Hi all!
Sorry the delay (holidays).
Well, the most expensive sequencial scan was solved.
I asked the db team to drop the index and recreate it and guess what: now postgresql is using it and the time dropped.
(thank you, @Gerardo Herzig!)
I think there's still room for improvement, but the problem is not so crucial right now.
I'll try to investigate every help mentioned here. Thank you all.
@Daniel Blanch
I'll make some tests with a materialized view. Thank you.
On systems side: ask them if they have not changed anything in effective_cache_size and shared_buffers parameters, I presume they haven’t change anything related to costs.

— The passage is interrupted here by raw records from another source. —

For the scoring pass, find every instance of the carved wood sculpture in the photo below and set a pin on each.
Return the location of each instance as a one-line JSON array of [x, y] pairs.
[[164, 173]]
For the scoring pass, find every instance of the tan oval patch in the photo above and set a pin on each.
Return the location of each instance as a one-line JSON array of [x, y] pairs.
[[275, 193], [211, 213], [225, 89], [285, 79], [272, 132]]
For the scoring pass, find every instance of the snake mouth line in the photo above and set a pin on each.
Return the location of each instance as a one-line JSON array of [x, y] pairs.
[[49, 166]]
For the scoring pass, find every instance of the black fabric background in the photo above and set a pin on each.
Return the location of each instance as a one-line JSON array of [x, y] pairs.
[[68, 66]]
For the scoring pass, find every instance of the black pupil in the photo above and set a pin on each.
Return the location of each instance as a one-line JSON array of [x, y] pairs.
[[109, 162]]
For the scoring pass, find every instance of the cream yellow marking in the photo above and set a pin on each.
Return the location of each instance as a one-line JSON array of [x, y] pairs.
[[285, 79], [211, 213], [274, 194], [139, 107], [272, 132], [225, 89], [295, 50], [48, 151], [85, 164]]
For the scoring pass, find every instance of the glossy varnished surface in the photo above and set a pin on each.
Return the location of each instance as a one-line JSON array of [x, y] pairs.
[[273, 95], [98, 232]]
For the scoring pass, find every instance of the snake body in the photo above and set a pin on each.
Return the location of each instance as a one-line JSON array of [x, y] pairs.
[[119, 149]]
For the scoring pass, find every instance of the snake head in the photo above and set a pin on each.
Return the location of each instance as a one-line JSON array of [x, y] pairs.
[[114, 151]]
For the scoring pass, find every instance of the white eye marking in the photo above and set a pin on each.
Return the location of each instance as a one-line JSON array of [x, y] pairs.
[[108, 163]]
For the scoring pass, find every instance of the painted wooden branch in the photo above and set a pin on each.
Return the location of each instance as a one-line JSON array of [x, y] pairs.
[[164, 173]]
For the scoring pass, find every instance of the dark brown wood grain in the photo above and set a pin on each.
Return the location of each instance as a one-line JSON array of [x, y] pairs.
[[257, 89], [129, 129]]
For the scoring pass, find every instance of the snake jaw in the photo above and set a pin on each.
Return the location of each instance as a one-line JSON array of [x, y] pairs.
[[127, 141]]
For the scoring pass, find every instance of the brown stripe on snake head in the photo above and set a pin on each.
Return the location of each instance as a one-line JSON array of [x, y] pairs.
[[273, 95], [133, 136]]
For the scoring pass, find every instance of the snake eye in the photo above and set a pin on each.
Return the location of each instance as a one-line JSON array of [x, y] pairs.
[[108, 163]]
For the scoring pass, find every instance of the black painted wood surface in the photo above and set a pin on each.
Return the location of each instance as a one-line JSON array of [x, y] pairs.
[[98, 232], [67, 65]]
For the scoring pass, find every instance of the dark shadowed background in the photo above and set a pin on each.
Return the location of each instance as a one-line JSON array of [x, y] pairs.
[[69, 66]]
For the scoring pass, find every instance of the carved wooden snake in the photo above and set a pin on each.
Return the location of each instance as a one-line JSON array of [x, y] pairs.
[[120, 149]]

Replying your comment, I think they tunned the server:
effective_cache_size = 196GB
shared_buffers = 24GB (this shouldn't be higher?)
@Kevin Grittner
sorry, but I'm not sure when the autovacuum is aggressive enough, but here my settings related:
autovacuum |on
autovacuum_analyze_scale_factor |0.05
autovacuum_analyze_threshold |10
autovacuum_freeze_max_age |200000000
autovacuum_max_workers |3
autovacuum_multixact_freeze_max_age |400000000
autovacuum_naptime |15s
autovacuum_vacuum_cost_delay |10ms
autovacuum_vacuum_cost_limit |-1
autovacuum_vacuum_scale_factor |0.1
autovacuum_vacuum_threshold |10
autovacuum_work_mem |-1
@Merlin Moncure
Big gains (if any) are likely due to indexing strategy.
I do see some suspicious casting, for example:
Join Filter: ((four_charlie.delta_tango)::integer =
(six_quebec.golf_bravo)::integer)
Are you casting in the query or joining through dissimilar data types?
No casts in query. The joins are on same data types.
Thank you all for the answers. Happy 2017!